These recent murders are distressing and, in light of other recent brutal killings (Shane Rolston, Wil Conely) should cause concern. Mayor Mandel’s comments (Summarized Here) on the importance of increased policing may have sounded like mere placation, but they were necessary. And heartfeft, I believe. Edmonton now has the unwelcome distinction of the highest murder rate of any major city in Canada. We lost the Cup AND we’re going to top last year’s record kill total. A banner year, no?
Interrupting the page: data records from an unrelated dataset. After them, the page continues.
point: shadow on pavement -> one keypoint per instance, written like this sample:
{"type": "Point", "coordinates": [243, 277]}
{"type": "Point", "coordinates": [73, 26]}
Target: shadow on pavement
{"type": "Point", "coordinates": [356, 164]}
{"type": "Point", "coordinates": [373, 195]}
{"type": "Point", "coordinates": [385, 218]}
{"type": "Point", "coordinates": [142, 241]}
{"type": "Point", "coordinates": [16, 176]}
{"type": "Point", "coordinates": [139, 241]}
Are the headlines truly cause for alarm? Does every young male pack a blade these days? Can’t we settle our differences with a punch to the jaw instead of a shank to the kidney? It’s a sad day when good ‘ol fashioned fist fighting doesn’t solve anything (not that it ever did, really, but at least nobody got killed); when it seems antiquated and trite. There are common threads to all the murders that I listed above: Young men, booze, and knives. Some city officials have forwarded the hypothesis that this recent spate of violence is, at least in part, caused by the influx of young males to our fair city. The fact that young men from across the country are flocking to our province is well-established, but whether that fact equates to more murders remains undemonstrated. It sounds true and reasonable, but is it? The violence by minors has a more obvious cause: light sentencing under the Youth Criminal Justice Act. Shayne Rolston’s murderers received little more than a slap on the wrist for their savagery. If a young, testosterone-heavy man knows that he’ll get no more than a few years for rubbing someone out, why wouldn’t he do it if a situation came down to it? When the liquor is smacking high and the ego is raging even higher, things can escalate to homicide very quickly.
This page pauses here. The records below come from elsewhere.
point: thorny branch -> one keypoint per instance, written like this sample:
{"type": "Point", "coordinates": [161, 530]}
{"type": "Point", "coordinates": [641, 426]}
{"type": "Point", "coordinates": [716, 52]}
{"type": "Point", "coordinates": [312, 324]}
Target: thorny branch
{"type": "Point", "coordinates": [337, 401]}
We can’t ban knives and we can’t stop young men from drinking and doing dope. We can’t stop random and unpredictable violence of the type that took the lives of two young Edmontonians this past weekend. We can’t throw young people in jail forever with absolutely no hope of redeeming themselves. We can crack down on a few problem beerhalls. We can get more cops on the streets in high-risk areas during high-risk times. We can lobby for much stiffer youth sentences. What else can we do?